This is the second article of a third part series on fiber. This article examines if fiber is good for heart health and protecting against colon cancer. The first article examines if fiber is good for constipation and lowering cholesterol. The third article examines if fiber is good for Irritable Bowel Syndrome (IBS) and heartburn.
Can Fiber Improve My Heart Health?
Two studies, one based in Finland and one in Japan suggest that people who eat lots of fiber (30-35 grams per day) may reduce their risk of coronary heart disease[i]. I asked Gary Taubes, the author of Good Calories Bad Calories, about these studies. Gary cautioned me about reading too much into them. Observational studies follow large groups of people (22,000 subjects in the Finnish case, and 58,000 in the Japanese study) over time to see how their health develops. Then they compare, for example, the subgroup that ate the most fiber with the subgroup that ate the least, measure the occurrence of disease in each, and then draw conclusions about cause and effect connections.
He pointed out that the problem with this kind of study is that fiber consumption may not be the only factor shared by members of the subgroups. For example, the subgroup that ate more fiber may also be more health-conscious in general, and a more careful look at them might reveal that they also drink less, smoke less and / or exercise more. If true, this means that you cannot make a cause-and-effect connection between fiber consumption and heart health based on these studies (At least not without a lot more information about the individuals).

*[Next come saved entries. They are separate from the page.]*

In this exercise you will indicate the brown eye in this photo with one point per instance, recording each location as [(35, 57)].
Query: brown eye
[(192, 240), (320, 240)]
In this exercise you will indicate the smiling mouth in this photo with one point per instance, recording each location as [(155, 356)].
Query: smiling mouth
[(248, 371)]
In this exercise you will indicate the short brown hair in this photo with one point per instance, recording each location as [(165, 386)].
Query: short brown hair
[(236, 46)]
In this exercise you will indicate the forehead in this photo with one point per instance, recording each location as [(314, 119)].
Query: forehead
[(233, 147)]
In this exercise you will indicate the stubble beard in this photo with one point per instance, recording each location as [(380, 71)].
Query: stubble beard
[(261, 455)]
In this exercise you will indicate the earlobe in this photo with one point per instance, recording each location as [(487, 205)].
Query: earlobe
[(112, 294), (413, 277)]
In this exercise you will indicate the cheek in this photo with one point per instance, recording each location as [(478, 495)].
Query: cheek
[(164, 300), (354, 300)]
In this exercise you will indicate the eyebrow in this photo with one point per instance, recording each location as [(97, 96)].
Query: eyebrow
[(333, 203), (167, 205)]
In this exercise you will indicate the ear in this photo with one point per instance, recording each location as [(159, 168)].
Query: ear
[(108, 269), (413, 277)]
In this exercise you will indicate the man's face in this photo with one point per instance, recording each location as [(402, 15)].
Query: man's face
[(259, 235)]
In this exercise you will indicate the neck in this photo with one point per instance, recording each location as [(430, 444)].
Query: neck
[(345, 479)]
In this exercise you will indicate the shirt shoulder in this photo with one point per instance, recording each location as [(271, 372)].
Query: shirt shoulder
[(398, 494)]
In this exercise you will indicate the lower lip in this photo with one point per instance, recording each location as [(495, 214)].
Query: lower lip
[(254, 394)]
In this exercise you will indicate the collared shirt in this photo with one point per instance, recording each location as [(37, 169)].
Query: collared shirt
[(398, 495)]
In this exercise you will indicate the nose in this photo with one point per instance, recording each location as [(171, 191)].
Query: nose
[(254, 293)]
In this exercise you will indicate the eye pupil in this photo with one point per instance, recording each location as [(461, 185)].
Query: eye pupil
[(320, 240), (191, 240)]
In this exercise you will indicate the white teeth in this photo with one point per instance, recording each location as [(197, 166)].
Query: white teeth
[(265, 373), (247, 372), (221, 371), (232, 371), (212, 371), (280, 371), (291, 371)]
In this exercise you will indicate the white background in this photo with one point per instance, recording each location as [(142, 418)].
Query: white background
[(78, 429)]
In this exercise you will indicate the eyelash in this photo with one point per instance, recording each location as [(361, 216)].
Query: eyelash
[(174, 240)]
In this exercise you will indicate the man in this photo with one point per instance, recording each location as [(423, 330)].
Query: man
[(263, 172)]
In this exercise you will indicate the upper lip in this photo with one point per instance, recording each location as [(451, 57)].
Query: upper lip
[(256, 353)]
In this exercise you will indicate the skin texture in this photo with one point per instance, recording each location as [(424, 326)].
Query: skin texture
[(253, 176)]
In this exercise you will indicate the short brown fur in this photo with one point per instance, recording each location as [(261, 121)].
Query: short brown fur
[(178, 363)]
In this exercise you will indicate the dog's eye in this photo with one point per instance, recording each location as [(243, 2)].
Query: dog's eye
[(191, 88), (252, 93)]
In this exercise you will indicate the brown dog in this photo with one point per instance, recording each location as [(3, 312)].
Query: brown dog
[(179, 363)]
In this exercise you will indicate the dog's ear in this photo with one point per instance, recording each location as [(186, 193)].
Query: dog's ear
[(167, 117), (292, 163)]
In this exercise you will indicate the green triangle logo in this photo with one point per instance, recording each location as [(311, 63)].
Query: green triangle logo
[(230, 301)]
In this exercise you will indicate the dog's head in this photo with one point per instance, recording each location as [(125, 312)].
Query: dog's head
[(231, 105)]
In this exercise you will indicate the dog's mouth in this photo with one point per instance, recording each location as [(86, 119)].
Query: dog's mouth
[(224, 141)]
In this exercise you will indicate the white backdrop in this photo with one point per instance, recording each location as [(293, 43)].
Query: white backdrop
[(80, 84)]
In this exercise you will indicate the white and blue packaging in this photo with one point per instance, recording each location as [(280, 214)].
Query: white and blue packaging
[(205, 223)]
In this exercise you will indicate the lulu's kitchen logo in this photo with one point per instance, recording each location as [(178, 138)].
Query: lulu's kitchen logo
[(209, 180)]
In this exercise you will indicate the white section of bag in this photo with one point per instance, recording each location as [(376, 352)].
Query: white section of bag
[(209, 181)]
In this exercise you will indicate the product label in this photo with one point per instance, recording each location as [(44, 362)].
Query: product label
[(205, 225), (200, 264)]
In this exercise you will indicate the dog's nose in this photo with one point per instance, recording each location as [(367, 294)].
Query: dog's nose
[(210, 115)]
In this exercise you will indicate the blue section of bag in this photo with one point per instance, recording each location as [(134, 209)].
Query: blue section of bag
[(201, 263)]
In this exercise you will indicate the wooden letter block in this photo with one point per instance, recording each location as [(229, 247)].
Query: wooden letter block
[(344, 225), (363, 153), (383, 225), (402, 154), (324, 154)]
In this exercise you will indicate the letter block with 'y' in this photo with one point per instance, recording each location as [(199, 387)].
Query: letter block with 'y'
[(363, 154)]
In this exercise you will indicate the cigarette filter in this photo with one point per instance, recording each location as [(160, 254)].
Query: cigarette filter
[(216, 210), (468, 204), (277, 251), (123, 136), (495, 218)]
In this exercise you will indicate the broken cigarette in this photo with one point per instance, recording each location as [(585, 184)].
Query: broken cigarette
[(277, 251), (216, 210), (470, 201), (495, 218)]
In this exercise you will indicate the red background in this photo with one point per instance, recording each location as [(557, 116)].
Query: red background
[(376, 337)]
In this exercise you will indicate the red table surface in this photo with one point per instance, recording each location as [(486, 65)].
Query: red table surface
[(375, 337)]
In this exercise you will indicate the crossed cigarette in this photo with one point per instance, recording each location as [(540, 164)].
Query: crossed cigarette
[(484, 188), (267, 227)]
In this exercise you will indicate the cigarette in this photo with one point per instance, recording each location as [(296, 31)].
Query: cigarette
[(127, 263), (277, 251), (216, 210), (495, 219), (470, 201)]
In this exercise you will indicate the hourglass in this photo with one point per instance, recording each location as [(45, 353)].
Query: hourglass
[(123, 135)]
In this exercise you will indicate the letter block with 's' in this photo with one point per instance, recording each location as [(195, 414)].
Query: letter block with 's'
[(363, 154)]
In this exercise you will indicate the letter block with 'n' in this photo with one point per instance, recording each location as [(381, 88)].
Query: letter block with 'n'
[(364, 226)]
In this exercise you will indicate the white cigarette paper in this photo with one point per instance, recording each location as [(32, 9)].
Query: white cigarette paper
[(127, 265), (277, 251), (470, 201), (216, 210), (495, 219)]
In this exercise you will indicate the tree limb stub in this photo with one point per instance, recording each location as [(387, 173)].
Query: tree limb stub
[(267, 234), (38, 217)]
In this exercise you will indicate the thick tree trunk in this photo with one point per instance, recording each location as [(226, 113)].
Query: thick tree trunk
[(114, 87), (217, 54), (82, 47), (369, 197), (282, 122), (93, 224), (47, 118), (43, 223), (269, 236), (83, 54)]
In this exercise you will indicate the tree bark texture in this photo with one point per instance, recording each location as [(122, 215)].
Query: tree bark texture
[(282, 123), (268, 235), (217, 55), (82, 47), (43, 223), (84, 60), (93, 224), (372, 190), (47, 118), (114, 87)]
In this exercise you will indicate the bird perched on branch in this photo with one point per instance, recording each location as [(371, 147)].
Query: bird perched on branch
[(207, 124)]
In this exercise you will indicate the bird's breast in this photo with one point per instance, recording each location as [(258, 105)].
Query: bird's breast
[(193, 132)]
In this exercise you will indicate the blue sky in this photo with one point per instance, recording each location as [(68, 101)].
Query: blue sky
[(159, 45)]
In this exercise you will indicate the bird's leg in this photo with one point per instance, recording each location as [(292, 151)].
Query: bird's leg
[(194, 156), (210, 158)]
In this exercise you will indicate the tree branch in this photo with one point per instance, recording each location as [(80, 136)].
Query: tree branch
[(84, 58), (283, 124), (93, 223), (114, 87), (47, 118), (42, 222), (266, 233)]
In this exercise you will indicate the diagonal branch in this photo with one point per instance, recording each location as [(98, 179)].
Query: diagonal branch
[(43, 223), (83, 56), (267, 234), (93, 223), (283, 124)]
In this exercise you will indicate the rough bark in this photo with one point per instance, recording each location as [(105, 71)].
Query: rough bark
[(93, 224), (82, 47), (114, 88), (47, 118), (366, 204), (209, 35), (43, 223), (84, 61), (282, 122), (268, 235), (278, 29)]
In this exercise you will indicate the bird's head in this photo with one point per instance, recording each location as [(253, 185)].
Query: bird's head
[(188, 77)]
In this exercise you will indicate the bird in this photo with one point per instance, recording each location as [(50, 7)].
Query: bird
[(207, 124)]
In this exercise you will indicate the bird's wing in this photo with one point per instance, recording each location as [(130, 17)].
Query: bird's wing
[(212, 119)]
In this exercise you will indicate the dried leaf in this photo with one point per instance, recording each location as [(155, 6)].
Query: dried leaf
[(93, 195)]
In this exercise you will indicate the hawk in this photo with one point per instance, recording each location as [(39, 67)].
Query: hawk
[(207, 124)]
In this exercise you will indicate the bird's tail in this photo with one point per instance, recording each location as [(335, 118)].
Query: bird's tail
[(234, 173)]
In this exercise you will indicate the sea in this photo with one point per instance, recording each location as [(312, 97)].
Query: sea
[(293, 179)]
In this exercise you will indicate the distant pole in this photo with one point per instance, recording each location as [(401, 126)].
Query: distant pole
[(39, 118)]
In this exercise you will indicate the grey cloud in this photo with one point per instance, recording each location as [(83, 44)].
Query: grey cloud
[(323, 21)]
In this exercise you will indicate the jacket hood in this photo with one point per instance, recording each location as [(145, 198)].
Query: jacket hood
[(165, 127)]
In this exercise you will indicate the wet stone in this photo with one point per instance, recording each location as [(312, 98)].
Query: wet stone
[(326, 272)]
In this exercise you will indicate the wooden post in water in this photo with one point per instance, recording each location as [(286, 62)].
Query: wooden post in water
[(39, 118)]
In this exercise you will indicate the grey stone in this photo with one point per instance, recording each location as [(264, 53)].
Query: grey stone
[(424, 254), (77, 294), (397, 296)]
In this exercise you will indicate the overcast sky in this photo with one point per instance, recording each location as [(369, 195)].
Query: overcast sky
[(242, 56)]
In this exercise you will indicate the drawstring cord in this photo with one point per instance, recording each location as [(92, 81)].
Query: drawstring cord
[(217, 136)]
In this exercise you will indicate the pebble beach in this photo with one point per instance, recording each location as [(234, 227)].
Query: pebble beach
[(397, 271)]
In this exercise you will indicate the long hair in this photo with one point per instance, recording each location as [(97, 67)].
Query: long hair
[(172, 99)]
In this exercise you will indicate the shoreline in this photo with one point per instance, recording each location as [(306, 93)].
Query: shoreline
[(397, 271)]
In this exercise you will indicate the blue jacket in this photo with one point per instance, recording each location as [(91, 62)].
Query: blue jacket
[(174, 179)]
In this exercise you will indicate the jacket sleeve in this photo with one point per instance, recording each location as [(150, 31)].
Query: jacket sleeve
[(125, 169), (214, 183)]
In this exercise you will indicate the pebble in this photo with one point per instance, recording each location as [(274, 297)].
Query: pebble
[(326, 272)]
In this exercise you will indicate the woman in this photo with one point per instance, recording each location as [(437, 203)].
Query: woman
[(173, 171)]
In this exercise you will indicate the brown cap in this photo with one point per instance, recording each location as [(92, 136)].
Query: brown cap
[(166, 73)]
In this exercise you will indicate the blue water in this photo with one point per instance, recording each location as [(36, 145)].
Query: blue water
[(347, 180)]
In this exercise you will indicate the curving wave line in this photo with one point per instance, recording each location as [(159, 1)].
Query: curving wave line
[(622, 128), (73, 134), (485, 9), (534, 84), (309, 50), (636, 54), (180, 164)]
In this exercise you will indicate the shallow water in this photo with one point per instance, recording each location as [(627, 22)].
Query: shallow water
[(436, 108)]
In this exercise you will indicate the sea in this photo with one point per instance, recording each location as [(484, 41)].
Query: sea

Gary’s point is that many hypotheses generated by observational studies later turn out not to be true, and setting broad dietary guidelines without randomized, placebo-controlled clinical studies can lead to unintended and sometimes unhealthy consequences.
Can Fiber Protect Me Against Colon Cancer?
The idea that high dietary fiber may lower the risk of colon cancer came from studies in the 1970s that made a connection between low colon cancer rates in developing countries and diets higher in fiber[ii]. A more recent study of 88,757 women found no association between dietary fiber consumption and the risk for colon cancer[iii]. Similar results were obtained from the Fukuoka Colorectal Cancer Study [iv] and another large study of men[v].
Can Too Much Fiber Promote Colon Cancer?
Alberto Martin’s recent study in Cell provides evidence that at least in mice susceptible to colon tumors, too much butyrate (gut bacteria ferment fiber to produce butyrate) promotes colon cancer and a low carbohydrate diet or inhibiting the growth of gut bacteria is protective. About 1/5 of human colon cancers have the same type of mutation as the mouse model they studied. [vi]
[i] Pietinen P, Rimm EB, Korhonen P, Hartman AM, Willett WC, Albanes D, Virtamo J. Intake of dietary fiber and risk of coronary heart disease in a cohort of Finnish men. The Alpha-Tocopherol, Beta-Carotene Cancer Prevention Study. Circulation. 1996 Dec 1;94(11):2720-7. Eshak ES, Iso H, Date C, Kikuchi S, Watanabe Y, Wada Y, Wakai K, Tamakoshi A; JACC Study Group. Dietary fiber intake is associated with reduced risk of mortality from cardiovascular disease among Japanese men and women. J Nutr. 2010 Aug;140(8):1445-53.
[ii] Walker AR. Colon cancer and diet, with special reference to intakes of fat and fiber. Am J Clin Nutr. 1976 Dec;29(12):1417-26. Burkitt DP, Trowell HC. Dietary fibre and Western diseases. Ir Med J. 1977:70-272.
[iii] Fuchs CS, Giovannucci EL, Colditz GA, Hunter DJ, Stampfer MJ, Rosner B, Speizer FE, Willett WC. Dietary fiber and the risk of colorectal cancer and adenoma in women. N Engl J Med. 1999 Jan 21;340(3):169-76.
[iv] Uchida K, Kono S, Yin G, Toyomura K, Nagano J, Mizoue T, Mibu R, Tanaka M, Kakeji Y, Maehara Y, Okamura T, Ikejiri K, Futami K, Maekawa T, Yasunami Y, Takenaka K, Ichimiya H, Terasaka R. Dietary fiber, source foods and colorectal cancer risk: the Fukuoka Colorectal Cancer Study. Scand J Gastroenterol. 2010 Oct;45(10):1223-31.